Putative compensatory mutations in the rpoC gene of rifampin-resistant Mycobacterium tuberculosis are associated with ongoing transmission.

Research paper by M M de Vos, B B Müller, S S Borrell, P A PA Black, P D PD van Helden, R M RM Warren, S S Gagneux, T C TC Victor

Indexed on: 05 Dec '12Published on: 05 Dec '12Published in: Antimicrobial agents and chemotherapy


Rifampin resistance in clinical isolates of Mycobacterium tuberculosis arises primarily through the selection of bacterial variants harboring mutations in the 81-bp rifampin resistance-determining region of the rpoB gene. While these mutations were shown to infer a fitness cost in the absence of antibiotic pressure, compensatory mutations in rpoA and rpoC were identified which restore the fitness of rifampin-resistant bacteria carrying mutations in rpoB. To investigate the epidemiological relevance of these compensatory mutations, we analyzed 286 drug-resistant and 54 drug-susceptible clinical M. tuberculosis isolates from the Western Cape, South Africa, a high-incidence setting of multidrug-resistant tuberculosis. Sequencing of a portion of the RpoA-RpoC interaction region of the rpoC gene revealed that 23.5% of all rifampin-resistant isolates tested carried a nonsynonymous mutation in this region. These putative compensatory mutations in rpoC were associated with transmission, as 30.8% of all rifampin-resistant isolates with an IS6110 restriction fragment length polymorphism (RFLP) pattern belonging to a recognized RFLP cluster harbored putative rpoC mutations.
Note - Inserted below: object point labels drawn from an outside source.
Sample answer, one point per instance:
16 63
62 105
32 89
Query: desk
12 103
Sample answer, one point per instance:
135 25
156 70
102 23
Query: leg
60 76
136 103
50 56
Such mutations were present in only 9.4% of rifampin-resistant isolates with unique RFLP patterns (P < 0.01). Moreover, these putative compensatory mutations were associated with specific strain genotypes and the rpoB S531L rifampin resistance mutation. Among isolates harboring this rpoB mutation, 44.1% also harbored rpoC mutations, while only 4.1% of the isolates with other rpoB mutations exhibited mutations in rpoC (P < 0.001). Our study supports a role for rpoC mutations in the transmission of multidrug-resistant tuberculosis and illustrates how epistatic interactions between drug resistance-conferring mutations, compensatory mutations, and different strain genetic backgrounds might influence compensatory evolution in drug-resistant M. tuberculosis.